June 2 (Bloomberg) -- Germany’s Samwer brothers, who have made a fortune replicating successful U.S. e-commerce businesses abroad, are about to take another page out of the tech billionaire handbook: going public.
Rocket Internet GmbH, founded by Alexander, Marc and Oliver Samwer in 2007, is preparing an initial public offering this year in Frankfurt that may value the company at more than 3 billion euros ($4 billion), people familiar with the situation said on May 30.
Rocket has hired Berenberg, JPMorgan Chase & Co. and Morgan Stanley to manage the potential listing, the people said, asking not to be identified discussing a private matter. Berlin-based Rocket, which calls itself the world’s largest Internet incubator with more than 75 companies including online retailer Zalando SE, is the latest e-commerce business to test investor appetite.
Alibaba Group Holding Ltd., the Chinese online marketplace founded by former English teacher Jack Ma, filed last month for what could become the largest U.S. IPO ever. The listing in New York could raise as much as $20 billion, which may make Ma the third-wealthiest in China, with $12.5 billion, and one of the 100 richest worldwide in the Bloomberg Billionaires Index.
“We focus on what’s best for the company and that is concentrating on our operations, in order to build a business for the long-term,” Andreas Winiarski, a spokesman for Rocket said on May 30. He declined to comment on a possible IPO. Representatives at JPMorgan, Morgan Stanley and Berenberg declined to comment.
Technology Stocks Fall
Food-delivery startup Just Eat Plc and King Digital Entertainment Plc, the creator of Candy Crush games, are among companies that have gone public this year, even as investors are cautious about how new businesses will generate profits.

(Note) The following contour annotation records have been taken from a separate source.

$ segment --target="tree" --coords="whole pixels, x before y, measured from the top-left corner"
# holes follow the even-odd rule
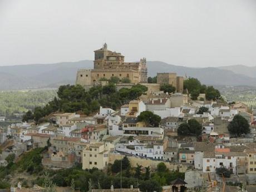
[[[163,175],[163,173],[160,174],[155,174],[152,178],[152,179],[160,184],[161,186],[165,185],[166,184],[166,180]]]
[[[175,92],[176,88],[169,84],[164,84],[161,85],[160,88],[160,91],[164,91],[164,92],[172,93]]]
[[[152,83],[152,80],[151,77],[147,77],[147,83]]]
[[[150,179],[150,167],[149,166],[145,168],[146,169],[146,172],[145,173],[144,180],[149,180]]]
[[[88,192],[92,192],[92,188],[93,188],[92,181],[91,179],[90,178],[89,180],[88,181]]]
[[[178,128],[177,131],[179,135],[185,136],[189,135],[190,134],[189,125],[186,122],[184,122],[180,124]]]
[[[124,77],[121,80],[121,82],[123,83],[130,83],[131,80],[127,77]]]
[[[147,192],[161,192],[162,188],[160,183],[153,179],[142,181],[140,184],[140,191]]]
[[[126,169],[126,170],[125,170],[125,176],[128,178],[131,176],[131,171],[129,168]]]
[[[163,162],[157,164],[156,170],[159,173],[165,172],[167,170],[166,165]]]
[[[120,81],[120,78],[115,76],[112,76],[110,77],[110,80],[109,80],[110,83],[115,83],[115,84],[119,83]]]
[[[213,86],[208,86],[205,90],[205,97],[207,100],[216,100],[219,99],[220,96],[219,90]]]
[[[198,136],[201,134],[202,125],[195,119],[190,119],[188,121],[188,124],[192,135]]]
[[[71,179],[70,186],[71,187],[72,191],[75,191],[75,190],[76,190],[76,182],[75,181],[74,178],[72,178]]]
[[[222,175],[223,174],[223,176],[225,178],[229,178],[230,177],[230,171],[226,168],[221,167],[219,168],[216,168],[215,170],[216,173],[221,176],[222,176]]]
[[[179,135],[195,135],[198,136],[201,134],[202,126],[195,119],[188,120],[188,123],[183,123],[180,125],[178,129]]]
[[[199,96],[200,92],[199,90],[194,90],[190,92],[190,97],[192,100],[196,100],[198,97]]]
[[[13,163],[15,159],[15,154],[11,154],[8,155],[8,156],[6,157],[5,160],[7,161],[8,163]]]
[[[109,80],[106,77],[101,77],[100,78],[99,81],[109,81]]]
[[[43,190],[45,192],[56,192],[56,188],[55,185],[52,183],[52,181],[50,179],[49,174],[45,172],[44,174],[44,187]]]
[[[144,122],[147,126],[158,127],[161,121],[161,117],[149,111],[141,112],[137,117],[139,121]]]
[[[122,169],[126,169],[130,168],[130,160],[126,156],[125,156],[122,159]]]
[[[203,114],[204,112],[209,112],[209,109],[206,107],[201,106],[199,108],[198,112],[198,114]]]
[[[113,173],[119,173],[121,170],[121,160],[115,160],[111,166],[111,170]]]
[[[155,76],[153,77],[147,77],[147,83],[157,83],[157,77]]]
[[[199,90],[201,88],[201,82],[195,78],[189,77],[184,81],[184,89],[187,89],[191,93],[193,91],[198,90],[199,93]]]
[[[137,179],[140,179],[141,175],[141,168],[142,166],[137,164],[137,166],[135,168],[135,174],[134,176]]]
[[[34,116],[33,116],[33,113],[31,110],[28,110],[22,117],[23,122],[28,122],[29,120],[33,120]]]
[[[242,134],[247,134],[250,132],[248,121],[242,115],[236,115],[228,125],[230,134],[236,137],[240,137]]]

The STOXX 600 Technology Index has fallen this year in an otherwise rising market.
Twitter Inc., the messaging website that listed in November, has fallen to about $32 a share after peaking at $74 amid a slowdown in membership growth. Still, co-founder Evan Williams became a billionaire on paper on the first day of trading after the shares rose 73 percent.
Rocket and its ventures have received more than 2 billion euros in external funding, according to Swedish holding company Investment AB Kinnevik.
The Samwer brothers have a model of finding a promising Internet business in the U.S. and cloning it internationally. Since starting their first so-called dot-clone in 1999, a German version of EBay Inc., they’ve duplicated sites such as those of Airbnb Inc., EHarmony Inc. and Pinterest Inc. Zalando, a Zappos.com Inc. clone, is also planning an IPO this year, people familiar with the matter say.
Rocket starts companies, hires staff and provides marketing, design and management know-how until the fledgling company can fend for itself.
Known for putting Berlin’s startup scene on the map, the Samwers are also credited for sticking Germany with a reputation as the copycat capital of Europe. If both Zalando and Rocket go public this year, they will also revive IPO activity from Berlin, which hasn’t seen a sizable technology sale since Hypoport AG in 2007, data compiled by Bloomberg show.